Lord Mayor Betty Disero does not endorse a report supporting the elimination of regional government, and the creation of a one-tier four-city model for Niagara.
The document, by a group called Four Cities Niagara, suggests Niagara Falls, Fort Erie and Niagara-on-the-Lake become one city — it would be the largest of the four — and is being backed by Niagara Falls Mayor Jim Diodati. The other three would be St. Catharines; Welland, which would include Port Colborne and Thorold; and West Niagara, made up of Wainfleet, Pelham, Lincoln, West Lincoln and Grimsby.
The report says NOTL and Fort Erie should be amalgamated with Niagara Falls because of their shared location along the “river corridor,” their connectivity to the U.S., their common economic development focused on tourism, and a “rich, shared history.”
St. Catharines is not onboard with the plan either, with Disero saying she expects Mayor Walter Sendzik could possibly — and she stresses possibly — support one large city as a way to take control of land with growth potential and eliminate its debt.
NOTL doesn’t need that kind of help, she says. “We’re doing okay. We have room for growth, and we don’t have a lot of debt.”

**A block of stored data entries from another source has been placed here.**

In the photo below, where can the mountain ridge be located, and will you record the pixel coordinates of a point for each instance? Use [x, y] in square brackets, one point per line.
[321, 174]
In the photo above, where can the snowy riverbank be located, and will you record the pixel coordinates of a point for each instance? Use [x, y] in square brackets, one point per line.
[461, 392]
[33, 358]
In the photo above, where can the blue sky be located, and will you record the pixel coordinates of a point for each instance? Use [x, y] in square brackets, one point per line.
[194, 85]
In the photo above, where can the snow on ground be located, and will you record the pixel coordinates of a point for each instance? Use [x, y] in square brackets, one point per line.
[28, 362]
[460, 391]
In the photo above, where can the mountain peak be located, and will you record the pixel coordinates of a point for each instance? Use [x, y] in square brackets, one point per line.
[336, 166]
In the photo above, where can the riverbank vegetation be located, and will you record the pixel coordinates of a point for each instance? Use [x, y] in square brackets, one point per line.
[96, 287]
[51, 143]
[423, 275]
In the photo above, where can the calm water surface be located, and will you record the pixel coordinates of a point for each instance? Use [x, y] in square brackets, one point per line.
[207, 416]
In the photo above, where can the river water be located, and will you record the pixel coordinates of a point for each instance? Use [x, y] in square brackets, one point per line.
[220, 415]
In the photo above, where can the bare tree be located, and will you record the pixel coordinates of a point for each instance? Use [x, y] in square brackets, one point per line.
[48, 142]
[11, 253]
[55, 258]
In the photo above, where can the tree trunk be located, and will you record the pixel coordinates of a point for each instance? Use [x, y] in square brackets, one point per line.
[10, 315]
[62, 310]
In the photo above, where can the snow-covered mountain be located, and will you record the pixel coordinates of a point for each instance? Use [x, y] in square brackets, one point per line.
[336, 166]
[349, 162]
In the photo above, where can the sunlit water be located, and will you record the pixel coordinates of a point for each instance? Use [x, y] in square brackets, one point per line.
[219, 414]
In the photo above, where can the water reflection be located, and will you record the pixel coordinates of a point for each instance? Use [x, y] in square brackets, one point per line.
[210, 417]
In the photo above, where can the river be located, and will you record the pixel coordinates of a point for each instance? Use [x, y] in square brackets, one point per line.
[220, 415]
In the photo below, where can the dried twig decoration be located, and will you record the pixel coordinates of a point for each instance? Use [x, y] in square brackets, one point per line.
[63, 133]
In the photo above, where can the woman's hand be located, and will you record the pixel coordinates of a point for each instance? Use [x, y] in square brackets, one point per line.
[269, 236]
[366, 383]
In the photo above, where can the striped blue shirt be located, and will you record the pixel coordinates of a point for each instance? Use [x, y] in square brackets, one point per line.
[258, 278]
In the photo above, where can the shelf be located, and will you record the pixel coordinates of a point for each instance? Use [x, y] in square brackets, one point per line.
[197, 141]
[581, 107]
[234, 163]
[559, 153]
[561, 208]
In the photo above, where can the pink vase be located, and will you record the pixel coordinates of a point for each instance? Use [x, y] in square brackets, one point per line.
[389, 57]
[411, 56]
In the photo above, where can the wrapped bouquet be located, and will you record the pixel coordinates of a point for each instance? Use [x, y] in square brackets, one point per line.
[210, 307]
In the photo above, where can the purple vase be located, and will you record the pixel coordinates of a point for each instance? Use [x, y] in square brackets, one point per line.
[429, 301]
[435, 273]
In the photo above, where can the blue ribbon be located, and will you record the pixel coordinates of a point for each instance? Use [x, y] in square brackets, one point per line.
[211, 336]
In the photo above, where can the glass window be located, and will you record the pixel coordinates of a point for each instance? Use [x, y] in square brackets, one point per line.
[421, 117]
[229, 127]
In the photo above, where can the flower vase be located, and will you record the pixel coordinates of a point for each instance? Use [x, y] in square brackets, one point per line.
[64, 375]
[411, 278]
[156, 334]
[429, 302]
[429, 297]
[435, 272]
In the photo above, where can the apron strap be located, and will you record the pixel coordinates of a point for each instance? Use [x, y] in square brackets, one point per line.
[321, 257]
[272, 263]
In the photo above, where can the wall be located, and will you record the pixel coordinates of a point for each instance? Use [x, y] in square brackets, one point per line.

Large urban centres have more services to provide than smaller municipalities, she says, and that means greater debt. The Region helps with those costs through the collection of taxes from all municipalities, “but I don’t know that I want to be amalgamated, and to become responsible for more of that debt.”
Disero says she is asked often what she thinks about amalgamation, and she has the same message for each time — the same one she gave two consultants working on amalgamation for the Province.
“NOTL is so unique in terms of historical significance to the development of the country, we would prefer to look at keeping the lower tier as it is,” she says.
She suggested there could be a reduction in the number of councillors across the 12 municipalities, with “a modified second-tier.”
She is a strong supporter of “a disentanglement excercise” to look for efficiencies, to deliver services better and more economically, such as with a sewer and water board, but to keep planning at a local level.
“It’s important for NOTL to have more planning controls in place now,” Disesro says. She’s made that obvious during council meetings, with discussions about the urgency of having the new draft Official Plan completed. She also wants local planning issues now being reviewed to be completed and bylaws in place so that interim control bylaws can be lifted. One of her greatest fears is having amalgamation forced on the municipality before the OP is approved and reviews completed, and losing control of planning policies.
“They don’t have to be perfect, but they have to be done, to have controls in place no matter what happens with amalgamation.”
She expects one more meeting of mayors to discuss amalgamation, and regional councillors also want to meet to see “where everyone is headed.” But it’s such a large region, with 12 distinct municipalities all having their own agenda, “it’s difficult to reach a meeting of minds.”
She has spoken to Diodati about his four-city model and how it could work for NOTL, not because it’s a choice she endorses but because if there is amalgamation, “we might not have a choice, and I want to be prepared.”
Disero says Mayor Wayne Redekop of Fort Erie has asked the Province for his town to have a special designation, with its own legislation that recognizes its significant heritage, and that could be the solution for NOTL as well.
The Province appointed former deputy minister Michael Fenn and former Waterloo Region chair Ken Seiling to investigate amalgamation, and originally a July report was expected. Residents had until May to provide comments.
Disero says the timeline now for a decision is expected to be after the October federal election.
The single-tier, four-city document, which has been sent to the Province, gives no background information about who is behind it.